5/5 stars
Recommended for people who like: speculative fiction, weird stories, story fragments, slice-of-life, open endings
Note: I am only reviewing Tainaron. Mail from Another City, not the entire collection. I may come back one day to review the whole collection, but for now my stars and comments only count for Tainaron.
Tainaron is a fairly short story. I think it's maybe 70-some pages in total, with the 'chapters' being no more than a handful of pages each, so it's very easy to get through. That being said, it is also a very, very weird book. Most of the chapters/letters have some strange person or goings on, but it works, because Krohn manages to connect all the weirdness together. It's Alice in Wonderland-weird, not 'my cousin did LSD and wrote a story about his trip'-weird. It's a delicate balance for me when reading stories between Weird Stories that I like and Weird Stories that I don't (and often if I don't like them then I hate them), and there is something about the mix in Tainaron that I like. I really enjoyed how strange the story was and liked each new thing that Krohn brought to the table. Today it's human-sized flowers, a few days later a sinkhole, then winter that you can see coming, etc. It made each chapter/letter feel like its own story, but, as mentioned, also as part of a whole.
The narrator is kind of hard to get a grasp on throughout the story. They're a tourist to Tainaron and are writing to someone who never replies. In their letters they describe the things they've experienced while in the city, the nice and the not-so-nice. Parts of it are written in a kind of poetry-prose, which obviously works to conceal the narrator's characterization behind pretty words and cut off phrases, but then other parts of the book are astoundingly open with the narrator's character. They don't shy away from admitting that sometimes they ask too many questions and end up in situations they aren't sure they want to be in. But then other times they reminisce on the past and emphasize these memories that the letters' receiver (and, I suppose, the audience) is supposed to know.
The other characters are similarly veiled, with neither the narrator nor the audience really getting to know Longhorn, though the narrator certainly feels as though they know him deeply at the end. Longhorn is a fairly serious fellow, though he does humor the narrator at times and can take her rudeness and questions fairly well. Other than the recipient of the letters, who is never shown nor named, Longhorn is really the only continuous character in the story. The other characters in the story are talked about broadly, and often in the collective. When the narrator is astounded by the Fireflies, it is always the group, never a single individual, that catches their attention. Likewise, the narrator is intrigued by aspects of Queen Bee, but not particularly the Queen Bee herself. It is all broad strokes, yet somehow this doesn't take away from my enjoyment of the story the way not defining characters might in other books. Perhaps it's because Krohn doesn't just not flesh out the characters and leaves it, but rather she draws attention to other aspects of the characters while abandoning the traditional characterization methods (or, at least 'traditional' for English-speaking countries, which neither Leena Krohn nor Tainaron come from).

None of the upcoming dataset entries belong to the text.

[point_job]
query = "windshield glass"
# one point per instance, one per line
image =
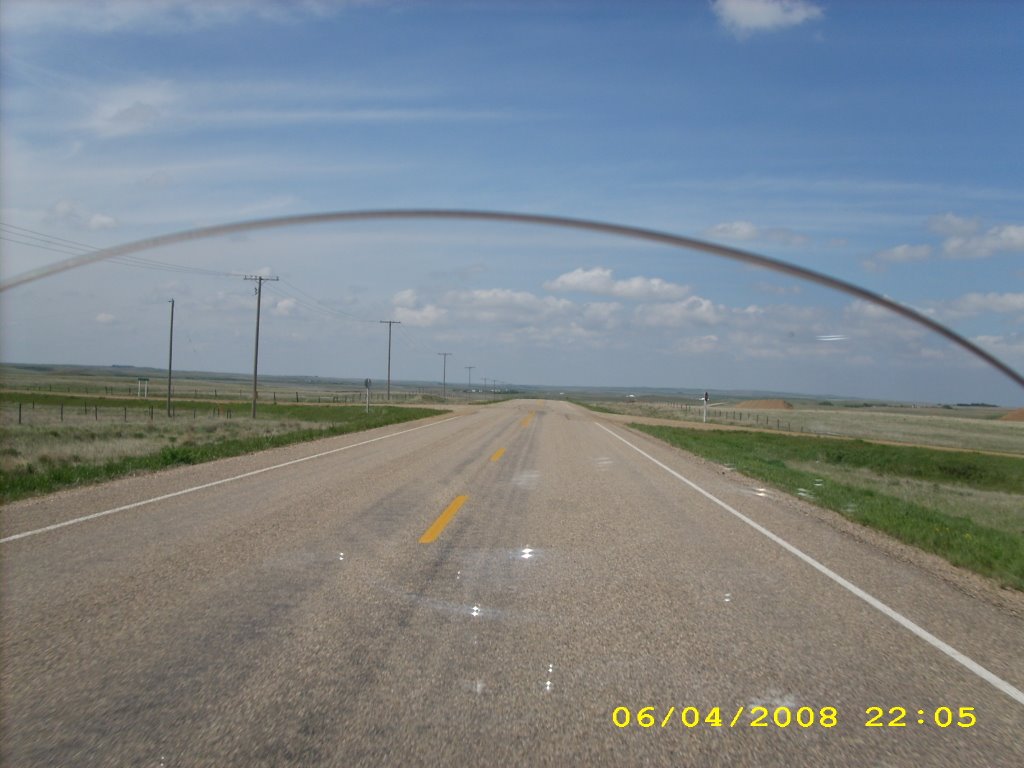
(497, 384)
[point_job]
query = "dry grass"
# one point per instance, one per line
(82, 438)
(936, 427)
(989, 508)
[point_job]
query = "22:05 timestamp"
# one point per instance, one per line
(943, 717)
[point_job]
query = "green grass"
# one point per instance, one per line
(594, 407)
(961, 540)
(44, 474)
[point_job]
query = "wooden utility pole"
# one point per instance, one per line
(259, 298)
(389, 324)
(170, 355)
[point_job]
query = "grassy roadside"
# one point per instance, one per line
(958, 539)
(279, 425)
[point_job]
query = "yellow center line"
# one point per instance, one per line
(445, 517)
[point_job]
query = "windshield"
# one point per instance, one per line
(498, 384)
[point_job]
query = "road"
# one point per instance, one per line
(485, 588)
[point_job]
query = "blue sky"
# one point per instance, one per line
(876, 141)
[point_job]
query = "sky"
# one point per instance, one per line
(878, 142)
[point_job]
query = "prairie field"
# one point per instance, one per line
(969, 428)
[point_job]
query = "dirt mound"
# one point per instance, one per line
(765, 404)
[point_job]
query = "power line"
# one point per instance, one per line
(75, 248)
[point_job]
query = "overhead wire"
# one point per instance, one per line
(75, 248)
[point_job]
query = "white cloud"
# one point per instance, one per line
(423, 316)
(976, 303)
(599, 281)
(285, 307)
(71, 213)
(404, 298)
(747, 231)
(676, 313)
(951, 225)
(696, 344)
(128, 110)
(101, 221)
(904, 253)
(1009, 238)
(745, 16)
(898, 255)
(602, 313)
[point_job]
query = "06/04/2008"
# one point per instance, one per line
(760, 716)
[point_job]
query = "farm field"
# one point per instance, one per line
(52, 441)
(971, 428)
(966, 507)
(124, 382)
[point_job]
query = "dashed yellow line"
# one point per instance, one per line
(445, 517)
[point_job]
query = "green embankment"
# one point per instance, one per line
(960, 540)
(45, 475)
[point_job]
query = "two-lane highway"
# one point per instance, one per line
(510, 585)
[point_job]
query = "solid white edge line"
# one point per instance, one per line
(1012, 691)
(193, 489)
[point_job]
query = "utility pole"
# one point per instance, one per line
(445, 355)
(259, 299)
(389, 324)
(170, 355)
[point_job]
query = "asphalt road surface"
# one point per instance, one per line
(510, 585)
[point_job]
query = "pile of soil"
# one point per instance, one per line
(765, 404)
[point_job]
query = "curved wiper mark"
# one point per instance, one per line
(523, 218)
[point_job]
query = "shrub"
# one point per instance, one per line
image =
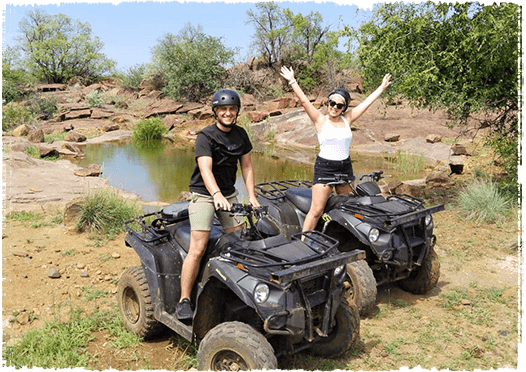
(105, 211)
(134, 76)
(95, 98)
(13, 115)
(482, 201)
(148, 130)
(43, 107)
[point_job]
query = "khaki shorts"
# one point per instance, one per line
(201, 212)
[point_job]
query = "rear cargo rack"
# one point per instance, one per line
(275, 190)
(153, 231)
(255, 256)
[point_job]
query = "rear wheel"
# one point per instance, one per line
(135, 303)
(360, 286)
(235, 346)
(424, 279)
(344, 334)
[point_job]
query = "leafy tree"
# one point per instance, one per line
(462, 56)
(302, 42)
(12, 76)
(192, 63)
(57, 48)
(271, 31)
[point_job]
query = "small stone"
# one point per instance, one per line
(22, 318)
(20, 254)
(53, 273)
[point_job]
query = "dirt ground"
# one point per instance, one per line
(405, 330)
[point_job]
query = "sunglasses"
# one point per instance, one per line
(339, 106)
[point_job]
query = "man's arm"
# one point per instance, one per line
(247, 170)
(205, 167)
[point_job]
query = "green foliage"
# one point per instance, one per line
(302, 42)
(42, 107)
(408, 163)
(134, 75)
(62, 345)
(483, 202)
(192, 63)
(95, 99)
(271, 30)
(462, 56)
(148, 130)
(57, 48)
(12, 78)
(105, 211)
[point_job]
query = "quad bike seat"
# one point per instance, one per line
(301, 197)
(182, 236)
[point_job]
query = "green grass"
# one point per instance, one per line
(149, 130)
(482, 202)
(105, 211)
(407, 163)
(62, 345)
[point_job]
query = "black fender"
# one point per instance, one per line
(162, 264)
(232, 277)
(356, 226)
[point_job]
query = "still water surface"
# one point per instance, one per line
(161, 173)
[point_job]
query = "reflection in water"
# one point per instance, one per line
(162, 172)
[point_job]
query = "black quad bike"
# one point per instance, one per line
(256, 298)
(396, 232)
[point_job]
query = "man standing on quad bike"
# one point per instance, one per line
(218, 149)
(334, 136)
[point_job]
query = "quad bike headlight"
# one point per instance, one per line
(261, 293)
(373, 235)
(339, 270)
(428, 220)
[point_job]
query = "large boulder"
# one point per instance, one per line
(21, 130)
(73, 136)
(36, 136)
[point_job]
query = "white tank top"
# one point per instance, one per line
(335, 142)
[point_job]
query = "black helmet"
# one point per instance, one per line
(343, 93)
(225, 97)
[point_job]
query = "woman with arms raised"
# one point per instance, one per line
(334, 136)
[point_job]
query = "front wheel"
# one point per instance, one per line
(426, 278)
(135, 303)
(235, 346)
(360, 286)
(344, 334)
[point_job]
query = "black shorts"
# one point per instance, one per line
(327, 169)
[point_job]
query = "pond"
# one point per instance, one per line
(161, 173)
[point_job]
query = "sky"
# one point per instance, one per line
(130, 29)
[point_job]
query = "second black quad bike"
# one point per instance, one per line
(256, 298)
(396, 232)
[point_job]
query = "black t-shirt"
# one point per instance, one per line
(226, 150)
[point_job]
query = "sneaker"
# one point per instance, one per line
(184, 309)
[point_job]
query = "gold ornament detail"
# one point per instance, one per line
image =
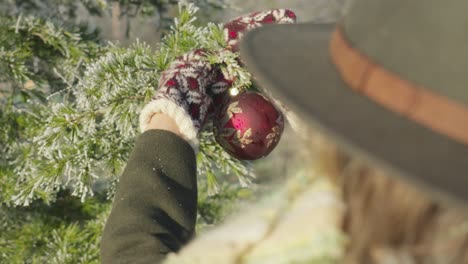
(232, 109)
(273, 136)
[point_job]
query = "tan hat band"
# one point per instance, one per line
(417, 103)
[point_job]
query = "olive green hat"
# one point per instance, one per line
(389, 82)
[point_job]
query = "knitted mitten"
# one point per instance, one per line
(190, 84)
(234, 30)
(181, 95)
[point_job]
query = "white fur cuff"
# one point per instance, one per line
(177, 113)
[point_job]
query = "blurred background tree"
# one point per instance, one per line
(69, 101)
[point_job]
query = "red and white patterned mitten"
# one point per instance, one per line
(235, 29)
(181, 95)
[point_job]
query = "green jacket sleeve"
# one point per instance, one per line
(154, 209)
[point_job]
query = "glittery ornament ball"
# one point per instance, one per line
(248, 126)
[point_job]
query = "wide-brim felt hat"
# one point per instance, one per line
(388, 82)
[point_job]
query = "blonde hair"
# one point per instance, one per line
(387, 220)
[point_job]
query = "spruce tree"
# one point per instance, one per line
(69, 103)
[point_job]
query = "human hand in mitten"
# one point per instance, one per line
(234, 30)
(187, 88)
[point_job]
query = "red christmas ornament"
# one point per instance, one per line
(248, 126)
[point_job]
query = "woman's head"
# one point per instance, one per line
(388, 220)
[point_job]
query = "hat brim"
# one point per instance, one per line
(292, 62)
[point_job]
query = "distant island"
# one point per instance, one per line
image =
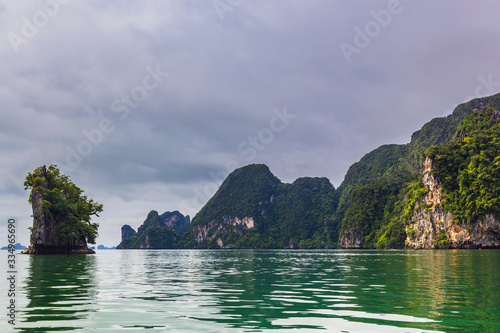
(441, 190)
(102, 247)
(17, 246)
(157, 232)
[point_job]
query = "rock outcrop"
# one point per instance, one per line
(433, 227)
(351, 240)
(44, 224)
(127, 232)
(226, 224)
(156, 232)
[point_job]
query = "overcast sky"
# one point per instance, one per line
(149, 104)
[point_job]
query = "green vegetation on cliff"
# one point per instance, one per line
(469, 167)
(385, 165)
(374, 205)
(65, 203)
(157, 232)
(283, 215)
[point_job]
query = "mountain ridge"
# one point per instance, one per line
(375, 205)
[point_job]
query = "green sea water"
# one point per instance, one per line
(256, 291)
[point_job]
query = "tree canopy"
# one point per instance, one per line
(65, 202)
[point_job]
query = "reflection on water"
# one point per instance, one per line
(263, 291)
(60, 289)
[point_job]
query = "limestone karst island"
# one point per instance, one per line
(61, 214)
(441, 190)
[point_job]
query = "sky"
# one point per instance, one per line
(148, 105)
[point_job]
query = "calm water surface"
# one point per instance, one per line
(258, 291)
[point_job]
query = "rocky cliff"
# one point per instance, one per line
(431, 226)
(225, 225)
(156, 232)
(45, 226)
(254, 209)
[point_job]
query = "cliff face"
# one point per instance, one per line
(213, 229)
(156, 232)
(44, 226)
(433, 227)
(254, 209)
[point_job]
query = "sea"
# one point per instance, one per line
(253, 291)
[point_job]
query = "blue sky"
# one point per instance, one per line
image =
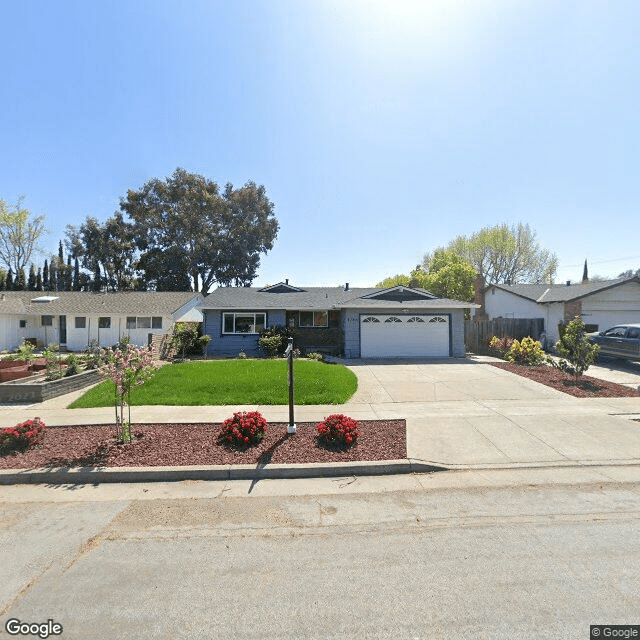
(381, 130)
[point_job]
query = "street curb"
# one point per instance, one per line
(96, 475)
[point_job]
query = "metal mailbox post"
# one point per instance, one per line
(291, 428)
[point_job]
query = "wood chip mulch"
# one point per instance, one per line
(583, 387)
(196, 444)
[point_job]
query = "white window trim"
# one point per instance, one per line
(242, 313)
(314, 325)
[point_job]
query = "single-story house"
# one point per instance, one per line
(74, 319)
(600, 304)
(356, 322)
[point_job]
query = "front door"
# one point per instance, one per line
(63, 329)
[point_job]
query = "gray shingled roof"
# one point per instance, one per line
(543, 293)
(88, 303)
(315, 298)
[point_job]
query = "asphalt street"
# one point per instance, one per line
(503, 557)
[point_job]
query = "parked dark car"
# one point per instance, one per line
(621, 341)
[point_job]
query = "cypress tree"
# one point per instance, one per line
(68, 275)
(53, 275)
(32, 278)
(76, 276)
(96, 285)
(20, 283)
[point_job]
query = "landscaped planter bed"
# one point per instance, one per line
(160, 445)
(583, 387)
(37, 389)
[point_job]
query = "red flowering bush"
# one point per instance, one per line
(245, 429)
(338, 431)
(22, 436)
(500, 346)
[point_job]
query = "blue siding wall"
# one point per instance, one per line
(231, 345)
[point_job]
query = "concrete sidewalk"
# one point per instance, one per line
(460, 414)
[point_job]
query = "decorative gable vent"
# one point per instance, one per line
(281, 287)
(45, 299)
(400, 294)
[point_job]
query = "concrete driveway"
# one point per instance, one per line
(468, 413)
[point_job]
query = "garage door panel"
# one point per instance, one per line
(387, 336)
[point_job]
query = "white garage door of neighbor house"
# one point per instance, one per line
(389, 336)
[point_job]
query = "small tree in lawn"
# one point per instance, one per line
(576, 348)
(126, 367)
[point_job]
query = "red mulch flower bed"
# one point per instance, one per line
(195, 444)
(583, 387)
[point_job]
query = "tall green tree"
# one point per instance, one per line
(450, 276)
(191, 232)
(106, 249)
(504, 254)
(20, 233)
(31, 282)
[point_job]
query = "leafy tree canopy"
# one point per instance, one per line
(504, 254)
(447, 276)
(106, 250)
(191, 232)
(19, 235)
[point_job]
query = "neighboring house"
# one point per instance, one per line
(358, 323)
(73, 319)
(600, 305)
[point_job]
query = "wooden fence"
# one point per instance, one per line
(478, 334)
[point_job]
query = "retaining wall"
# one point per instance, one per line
(40, 391)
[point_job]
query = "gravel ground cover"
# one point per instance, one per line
(583, 387)
(196, 444)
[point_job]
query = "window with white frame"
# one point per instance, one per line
(243, 322)
(314, 319)
(144, 322)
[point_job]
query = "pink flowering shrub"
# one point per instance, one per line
(338, 431)
(22, 436)
(244, 429)
(126, 367)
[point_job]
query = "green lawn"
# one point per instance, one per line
(229, 382)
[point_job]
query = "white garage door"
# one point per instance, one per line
(389, 336)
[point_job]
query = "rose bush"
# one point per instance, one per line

The motifs and themes that cycled through the story were interesting as well. There are some in the first half (ex. individual vs. collective, particularly in regard to identity) that aren't in the second half, but almost all the motifs in the second half of Tainaron are in the first. The three main ones I picked up on throughout the book were: change and continuity, death and immortality, and memory. They can be pretty subtle at times and really feeds into this whole idea that you never really know what's going on in the city and with its inhabitants. The narrator questions a lot of things, which is really when these motifs and themes become obvious, but I though the way that they were woven throughout the story added a layer of complexity to it and really helps to jumpstart some thoughts and questions, which Krohn doesn't necessarily follow through on answering.
Overall I really liked Tainaron and thought it was perfectly weird. Krohn doesn't really give you any answers to the questions she and the narrator raise in the book, but I don't think that detracts from it and instead leaves readers with things to think about and flesh out for themselves.